The airport was overrun by Celtic fans decked out in green-and-white apparel. As Johnson picked up his bag, he was approached by a teenager in a green shirt. The Lak
er guard expected an autograph request. “Hey, Magic,” the kid said, “Larry is going to make you disappear!”
“This little old man comes up to me, all kinda hunched over, and he gets right up in me and says—hissing—‘Larry is going to kill you,’” Johnson said. “So now we get our bags and get on the bus and our bus driver is wearing a Celtics cap. And I’m thinking, ‘Are we going to make it to the hotel all right?’ Then we go to check into the hotel and everyone at the hotel—everyone!—is wearing Larry’s jersey and Celtic jerseys and mean-muggin’ us. Just being real nasty. And the lady behind the counter goes—hissing—‘Here’s your key!’ Just staring at me.”

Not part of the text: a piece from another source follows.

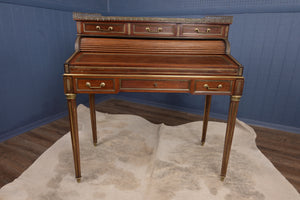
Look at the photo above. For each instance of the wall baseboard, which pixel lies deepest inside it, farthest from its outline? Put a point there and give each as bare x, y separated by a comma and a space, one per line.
52, 118
31, 126
44, 121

The Lakers smiled and laughed it all off. Players knew, however, what this was, in no small part, about. Every single fan who approached in the airport and the hotel lobby was white. Not 95 percent, not 99 percent—100 percent. McAdoo, the only Laker to have played for the Celtics, devoted considerable time to relaying to his mates stories about the awful way the city and organization treated minorities. “When I arrived in Boston, it was well known as a place that destroyed black careers,” he said. “That organization wasn’t disliked only by me. It was a graveyard for blacks.”
• • •
The Lakers spent the night before Game 1 inside the Copley Marriott, a beautiful facility with twenty-four-hour room service, a crystal blue swimming pool and king-size beds in every room. Riley insisted his players register under faux names, so that Auerbach and Co. couldn’t engage in the usual hijinks.
On the bright side, it worked beautifully—no one called.
On the dark side, the Boston Globe had listed the team’s whereabouts inside its sports section. The hotel’s fire alarm system went off—three times.